Through that program, Cal State at Los Angeles has hired 32 faculty members over nearly 20 years, including Ms. Houston, an associate professor of marketing who joined the faculty after earning a Ph.D. at the University of California at Irvine. (The Cal State system itself has few doctorate-level programs.) Those hires, and other efforts to recruit minority professors, have helped Cal State at Los Angeles assemble one of the most diverse faculties in the country. As of the fall of 2005, the latest year for which national data are available, nearly 40 percent of its full-time professors were from racial and ethnic minority groups.
Ms. Houston is one of the faces behind national statistics that show that the professoriate is becoming more and more diverse.

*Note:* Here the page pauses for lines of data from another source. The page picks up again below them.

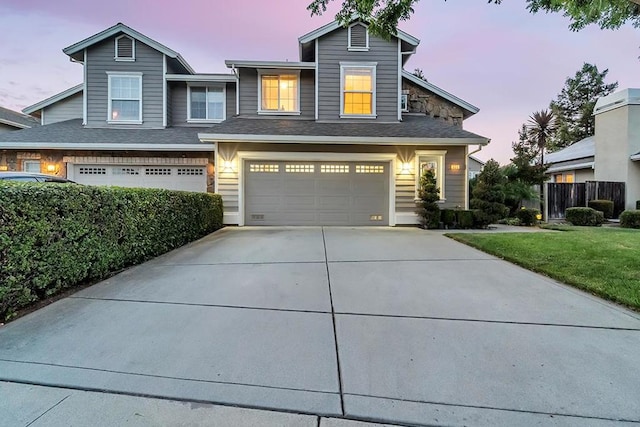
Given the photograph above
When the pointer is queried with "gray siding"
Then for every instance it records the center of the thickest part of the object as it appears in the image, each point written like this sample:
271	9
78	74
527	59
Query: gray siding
148	61
67	109
332	49
178	104
249	94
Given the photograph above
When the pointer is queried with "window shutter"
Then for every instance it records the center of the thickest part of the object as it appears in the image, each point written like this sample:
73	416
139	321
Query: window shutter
358	36
124	47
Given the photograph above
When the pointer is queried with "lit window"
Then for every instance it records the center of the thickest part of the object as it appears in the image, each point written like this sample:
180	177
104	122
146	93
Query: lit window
404	103
32	166
125	98
358	90
206	103
434	161
279	93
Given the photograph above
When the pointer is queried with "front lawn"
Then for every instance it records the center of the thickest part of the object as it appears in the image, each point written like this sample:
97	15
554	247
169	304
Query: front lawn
603	261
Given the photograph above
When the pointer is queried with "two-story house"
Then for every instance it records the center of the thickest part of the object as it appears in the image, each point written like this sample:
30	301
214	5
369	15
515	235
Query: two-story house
338	138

"I can't say enough about the loan-forgiveness program," says Ms. Houston, who says she could not have otherwise afforded graduate school. "I'm looking forward to a time when I can sponsor someone."
In 2005, 109,964 U.S. minority scholars held full-time faculty positions at American colleges and universities, up from 69,505 in 1995, according to the Education Department — a 58-percent increase. The proportion of minority scholars in the overall professoriate also rose, but not as much. The department found that 16.5 percent of scholars were from minority groups in 2005, up from 12.7 percent in 1995. The increase in the proportion of U.S. minority scholars lagged well behind the increase in raw numbers because the number of white and nonresident-alien scholars also rose during the decade. The department includes both U.S. citizens and resident aliens (noncitizens who are permanent residents) in its racial categories, but lists nonresident aliens separately.
Hispanics and Asians experienced the greatest percentage growth: Some 22,818 Hispanics and 48,457 Asians held full-time faculty positions in 2005, both up at least 75 percent from 1995. The growth over that decade for American Indians and black scholars was slightly lower: Some 35,458 black scholars had full-time positions in 2005 (up by nearly a third from 1995), as did 3,231 American Indians (a 50-percent increase).
Proponents of greater faculty diversity say they are pleased to see those increases, especially during a decade filled with numerous challenges to affirmative action. But some experts on faculty diversity thought the numbers would increase even more, given the expectation that faculty members hired in the 1950s and 1960s — the vast majority of whom were white men — would begin retiring and make way for a more-diverse group.